As it prepares to show the world the latest plug-in version of its new Gen III Prius, Toyota has confirmed that it will produce a limited run of 500 of these super-efficient vehicles for extended demonstration and technical evaluation purposes, with 150 of them set for service in America starting early next year.
Toyota says the cars that come here will all be allocated to various commercial and institutional fleet duty on a lease program designed to most effectively help the automaker learn more about how the plug-in hybrid powertrain, and specifically how its new Lithium-ion (Li-ion) battery pack, will perform in real-world daily use.

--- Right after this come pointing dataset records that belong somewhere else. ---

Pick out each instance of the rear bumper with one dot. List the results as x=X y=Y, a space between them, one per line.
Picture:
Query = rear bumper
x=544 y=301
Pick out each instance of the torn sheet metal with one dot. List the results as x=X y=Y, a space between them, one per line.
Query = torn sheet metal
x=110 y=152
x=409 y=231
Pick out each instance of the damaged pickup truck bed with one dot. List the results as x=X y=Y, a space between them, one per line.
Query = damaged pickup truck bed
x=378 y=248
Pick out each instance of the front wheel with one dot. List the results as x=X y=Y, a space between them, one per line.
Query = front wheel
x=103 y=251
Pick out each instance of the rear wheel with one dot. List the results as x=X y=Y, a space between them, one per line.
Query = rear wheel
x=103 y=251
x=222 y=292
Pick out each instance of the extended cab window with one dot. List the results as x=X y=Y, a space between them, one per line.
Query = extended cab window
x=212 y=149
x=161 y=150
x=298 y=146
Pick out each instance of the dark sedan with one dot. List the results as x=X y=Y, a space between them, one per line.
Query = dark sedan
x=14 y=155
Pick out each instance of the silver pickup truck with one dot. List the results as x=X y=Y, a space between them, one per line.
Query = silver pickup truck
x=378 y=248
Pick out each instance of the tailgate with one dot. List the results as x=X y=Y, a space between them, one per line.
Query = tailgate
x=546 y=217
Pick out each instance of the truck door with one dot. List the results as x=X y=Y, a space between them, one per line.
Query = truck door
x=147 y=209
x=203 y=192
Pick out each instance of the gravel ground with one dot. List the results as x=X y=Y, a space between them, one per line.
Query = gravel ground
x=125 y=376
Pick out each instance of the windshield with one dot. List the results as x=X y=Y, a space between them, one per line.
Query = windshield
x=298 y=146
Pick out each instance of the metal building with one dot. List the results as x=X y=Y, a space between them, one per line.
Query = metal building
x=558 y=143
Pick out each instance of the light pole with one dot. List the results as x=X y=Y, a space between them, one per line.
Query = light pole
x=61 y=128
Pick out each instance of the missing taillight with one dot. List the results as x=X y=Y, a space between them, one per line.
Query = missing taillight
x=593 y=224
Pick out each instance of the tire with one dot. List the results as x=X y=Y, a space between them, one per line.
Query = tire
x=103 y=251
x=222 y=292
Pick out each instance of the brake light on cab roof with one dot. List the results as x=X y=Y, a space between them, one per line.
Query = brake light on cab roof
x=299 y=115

The battery in the 2010 conventional production Prius is still based on the more common nickel-metal hydride (Ni-MH) chemistry. Although that clearly aging technology suffers by comparison to the emerging Li-ion design due to its inferior overall power density and packaging, engineers are far more familiar with its operating properties and parameters in automotive hybrid applications. That extensive knowledge base was one of the main reasons why Ford elected to use a Ni-MH battery in its new 2010 Fusion Hybrid -- and it definitely influenced Toyota's decision to limit the initial scale of its changeover to ensure that any potential glitches can be discovered and corrected early on.
Irv Miller, group vice president of environmental and public affairs for Toyota Motor Sales USA, noted that the automaker has a lot riding on this program. "Future customers will have high expectations for these emerging technologies. This Prius PHV fleet program is a key first step in confirming how and when we might bring large numbers of plug-in hybrids to global markets."